Born and raised in Indonesia, Budiharto (“Richie”) had every intention of enrolling in college to study Industrial Engineering. Perhaps it was all the food television he had been watching, but he had a change of heart. “I liked the idea of creating something that makes people happy and having the opportunity to do that on a regular basis”. No more industrial engineering, Richie enrolled at Le Cordon Bleu in Arizona and obtained a degree with a specialty in Pastry and Baking.
While he was enjoying living and working in and around Arizona and Las Vegas, Richie’s brother, who was in New York for school, urged him to come visit him in New York. “I came to visit for 2 weeks and I fell in love with New York”.
During his education Richie volunteered to work with many great chefs and it was during this time that he was truly exposed to all that can be created with chocolate. Assisting the likes of Chef Stephane Treand (MOF) and Chef Jacques Torres (MOF), he learned a great deal about techniques and witnessed their “amazing vision and creativity” in the medium of chocolate. “Having worked with them inspires me to become a master chocolatier.”

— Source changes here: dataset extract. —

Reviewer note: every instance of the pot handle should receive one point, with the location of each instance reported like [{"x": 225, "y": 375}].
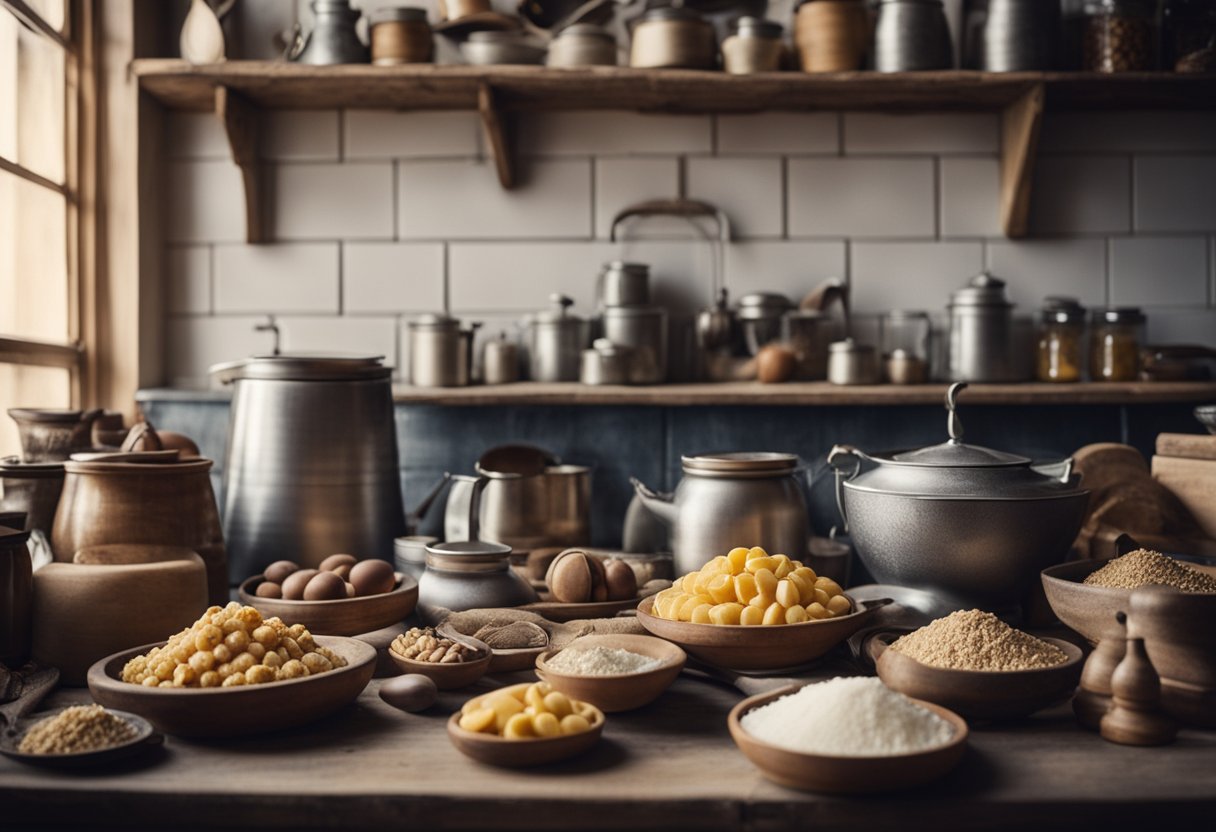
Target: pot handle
[{"x": 837, "y": 459}]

Since Richie had fallen in love with New York City and with chocolate, it seems only natural that he has found a home here at Jacques Torres Chocolate! “I love to work on seasonal chocolate pieces and special projects like the production of the chocolate Stanley Cups, but there are also so many other elements to learn here. I’m learning production techniques, machine operation and from Chef Jacques I can also learn about business ownership and management.” Richie’s ultimate goal is to one day own and operate his own chocolate business.